Hingga pada bagian ia menemukan sesosok tubuh teronggok dengan leher menganga dalam kubangan darah dan sebuah kepala dengan mata menyorot hampa berada tidak jauh dari tepian sungai tempat ia berdiri. Ariana menjerit sejadi-jadinya.
***
Splash!
"Aaa ...!" Chantalope memekik. Lekas ia tarik tubuh ibunya untuk menghindari siraman air panas yang tumpah dari periuk di tangan Amarylis.
"Ibu, kenapa tidak hati-hati?" Chantalope memandang cemas ke wajah sang ibu lantas berganti menatap ngeri uap panas yang mengepul di lantai dapur. Amaryllis pucat pias dengan tubuh ringkih bergetar di dekapan putri tiga belas tahunnya.
"Canthalope, saudarimu ...." Amaryllis mencengkeram lengan Chantalope dengan kuat. "Ariana. Oh, Ariana ...." Amaryllis tidak bisa mengendalikan diri lantas terisak.
"Kenapa Ariana, Ibu?" Kecemasan sang ibu menular pada Chantalope.

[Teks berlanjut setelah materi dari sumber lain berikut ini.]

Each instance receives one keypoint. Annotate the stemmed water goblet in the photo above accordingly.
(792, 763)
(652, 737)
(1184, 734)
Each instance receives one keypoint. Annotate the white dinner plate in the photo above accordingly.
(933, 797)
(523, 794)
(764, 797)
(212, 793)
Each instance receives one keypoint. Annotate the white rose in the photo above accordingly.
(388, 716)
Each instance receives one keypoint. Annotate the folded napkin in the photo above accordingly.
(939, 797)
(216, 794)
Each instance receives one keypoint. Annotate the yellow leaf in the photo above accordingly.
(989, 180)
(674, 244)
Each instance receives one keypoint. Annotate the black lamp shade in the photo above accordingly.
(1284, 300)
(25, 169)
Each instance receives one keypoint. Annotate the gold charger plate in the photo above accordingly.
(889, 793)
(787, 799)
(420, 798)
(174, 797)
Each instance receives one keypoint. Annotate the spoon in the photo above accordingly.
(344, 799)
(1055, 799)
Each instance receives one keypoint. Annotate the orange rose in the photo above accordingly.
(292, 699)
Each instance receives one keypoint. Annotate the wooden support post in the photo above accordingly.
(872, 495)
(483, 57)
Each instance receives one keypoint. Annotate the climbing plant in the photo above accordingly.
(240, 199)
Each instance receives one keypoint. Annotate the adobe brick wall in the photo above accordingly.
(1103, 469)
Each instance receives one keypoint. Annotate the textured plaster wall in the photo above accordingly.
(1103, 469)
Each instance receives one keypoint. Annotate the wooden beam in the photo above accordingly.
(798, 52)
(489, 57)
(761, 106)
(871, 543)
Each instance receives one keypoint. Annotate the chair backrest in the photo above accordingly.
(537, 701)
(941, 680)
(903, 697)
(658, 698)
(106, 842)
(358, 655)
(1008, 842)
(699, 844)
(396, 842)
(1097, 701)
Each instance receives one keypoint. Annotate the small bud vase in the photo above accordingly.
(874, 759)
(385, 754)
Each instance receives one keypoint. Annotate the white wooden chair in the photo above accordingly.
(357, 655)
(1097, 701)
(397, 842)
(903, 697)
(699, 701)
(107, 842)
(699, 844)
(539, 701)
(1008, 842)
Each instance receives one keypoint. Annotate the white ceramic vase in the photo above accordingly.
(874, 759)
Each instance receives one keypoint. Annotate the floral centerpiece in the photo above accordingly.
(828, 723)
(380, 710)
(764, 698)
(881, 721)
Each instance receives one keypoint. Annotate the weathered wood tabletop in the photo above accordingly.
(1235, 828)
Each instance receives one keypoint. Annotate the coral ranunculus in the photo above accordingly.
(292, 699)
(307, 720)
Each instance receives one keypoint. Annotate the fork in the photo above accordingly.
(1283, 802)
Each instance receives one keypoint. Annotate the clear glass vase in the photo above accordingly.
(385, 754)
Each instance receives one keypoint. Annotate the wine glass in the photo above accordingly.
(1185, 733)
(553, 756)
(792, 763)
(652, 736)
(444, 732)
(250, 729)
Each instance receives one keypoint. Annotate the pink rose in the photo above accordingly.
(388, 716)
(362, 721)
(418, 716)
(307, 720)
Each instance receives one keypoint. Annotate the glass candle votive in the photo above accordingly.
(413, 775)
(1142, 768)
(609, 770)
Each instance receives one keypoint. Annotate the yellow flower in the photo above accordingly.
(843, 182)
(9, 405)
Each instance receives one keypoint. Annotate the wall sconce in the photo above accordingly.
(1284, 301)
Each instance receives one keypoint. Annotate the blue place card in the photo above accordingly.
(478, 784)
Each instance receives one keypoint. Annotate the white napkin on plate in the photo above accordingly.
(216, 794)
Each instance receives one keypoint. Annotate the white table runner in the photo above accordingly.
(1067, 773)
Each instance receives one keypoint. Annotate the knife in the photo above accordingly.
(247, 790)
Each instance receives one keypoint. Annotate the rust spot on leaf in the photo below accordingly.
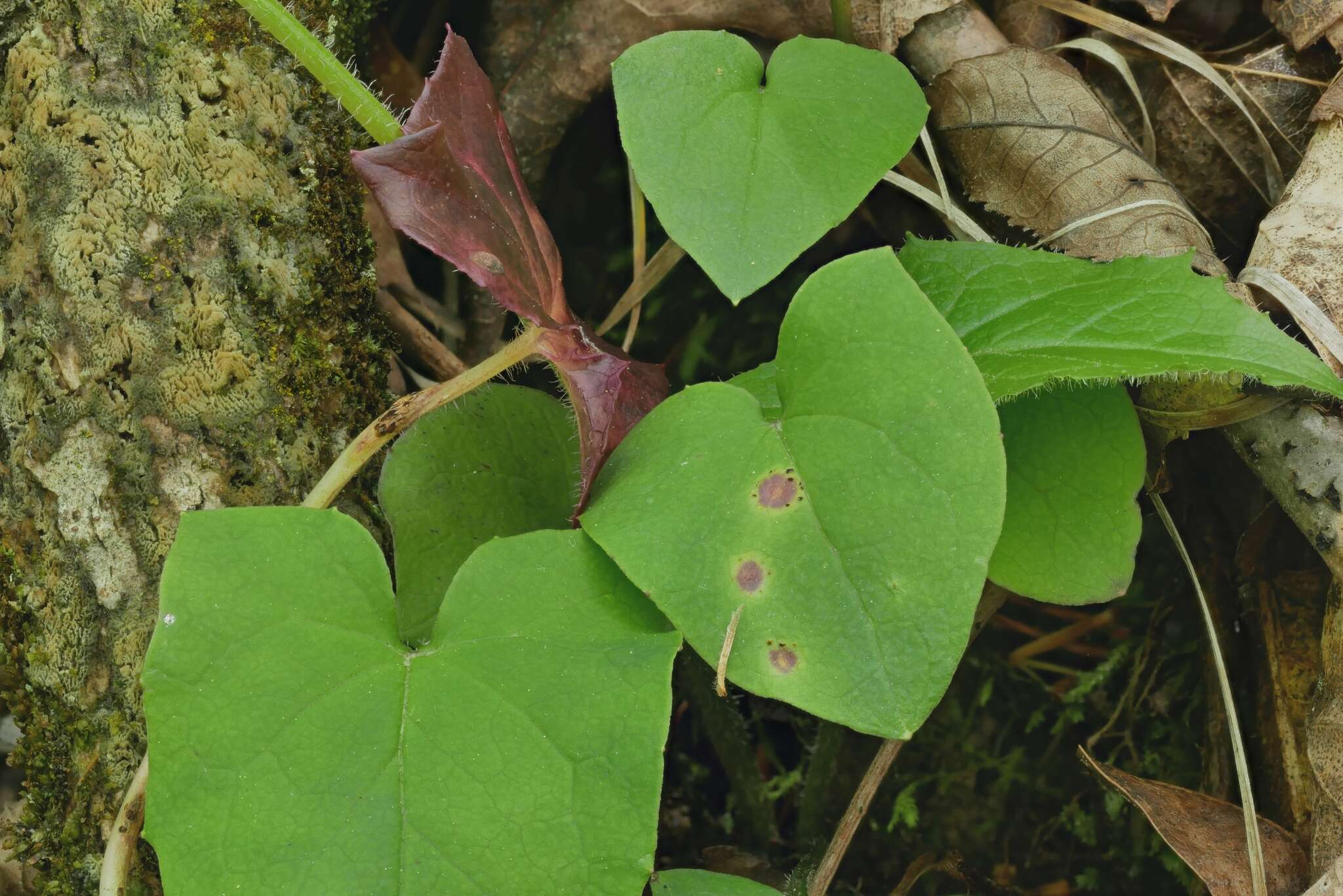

"Tiba-tiba ... Ibu merasa ia dalam bahaya. Apakah Ariana belum pulang juga, Chantalope?" Cengkeraman Amaryllis di tangan Chantalope semakin mengerat.

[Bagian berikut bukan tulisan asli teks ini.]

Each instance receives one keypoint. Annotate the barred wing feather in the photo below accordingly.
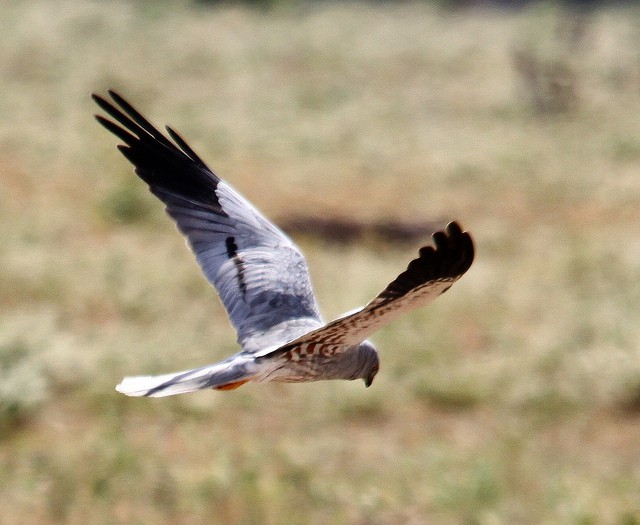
(427, 277)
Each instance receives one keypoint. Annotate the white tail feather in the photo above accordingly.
(210, 376)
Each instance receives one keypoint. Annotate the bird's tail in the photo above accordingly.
(226, 375)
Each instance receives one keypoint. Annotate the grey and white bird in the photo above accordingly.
(261, 276)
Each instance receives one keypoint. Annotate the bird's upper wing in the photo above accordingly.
(426, 277)
(260, 275)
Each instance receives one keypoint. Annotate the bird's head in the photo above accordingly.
(369, 362)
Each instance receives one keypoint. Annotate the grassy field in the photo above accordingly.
(515, 398)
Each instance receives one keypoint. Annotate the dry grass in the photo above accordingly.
(514, 399)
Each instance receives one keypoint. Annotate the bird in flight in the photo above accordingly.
(261, 276)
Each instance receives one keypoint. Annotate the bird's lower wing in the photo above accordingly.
(426, 277)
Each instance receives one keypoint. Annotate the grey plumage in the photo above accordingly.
(261, 276)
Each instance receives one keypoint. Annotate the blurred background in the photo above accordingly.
(360, 127)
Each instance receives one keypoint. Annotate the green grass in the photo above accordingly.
(512, 399)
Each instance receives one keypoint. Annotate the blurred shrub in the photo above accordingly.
(125, 203)
(23, 382)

Chantalope jadi kebingungan dan tidak tahu harus menjawab apa karena Ariana belum pulang sedari tadi. Padahal, biasanya sebelum matahari bergulir jatuh ke barat, kakaknya sudah tiba di rumah dengan membawakan bahan makanan. Lagi pula, ibunyalah yang seharusnya lebih tahu, bukan?
Wajah bingungnya semakin membuat Amaryllis ketakutan.
"Chantalope, Ariana belum juga pulang?" tanyanya setengah menangis. Chantalope mengangguk lalu ikut-ikutan menangis.
Amaryllis terhuyung, ia terduduk di kursi. Didekapnya kedua lengan kurusnya sembari memikirkan Ariana yang belum nampak batang hidungnya. Disumpalnya mulut yang ingin menangis lagi dengan buku jari. Ia seolah bisa merasakan gelombang bahaya besar sedang mengancam jiwa putri sulungnya saat ini.
"Ibu, jangan menangis, biar aku mencari Ariana ...!" Chantalope memeluk sedih tubuh ibunya. Amarylis tidak butuh tambahan kesedihan lagi untuk membuat tubuh rapuhnya menderita.
"Tidak, Chantalope! Kau tidak kuizinkan pergi! Seandainya terjadi sesuatu pada Ariana, dan mungkin Ariana sekarang—" Amaryllis melirih sedih, "—aku tidak ingin sesuatu yang buruk terjadi padamu juga. Ibu tidak ingin kehilanganmu, Chantalope ...!" Amaryllis menggenggam tangan anaknya dengan kuat.
"Tapi, Ibu—"
"Chantalope, berkeliaran di luar sana sangat berbahaya. Tentara jahat ada di mana-mana! Sudahlah, Nak, kita tunggu saja Ariana." Selanjutnya, wanita itu tidak sanggup lagi berkata-kata. Air matanyalah yang menggantikan.
Terbayang sekilas sebuah perasaan takut mengiris ulu hati ... seperti Ariana yang merasakannya.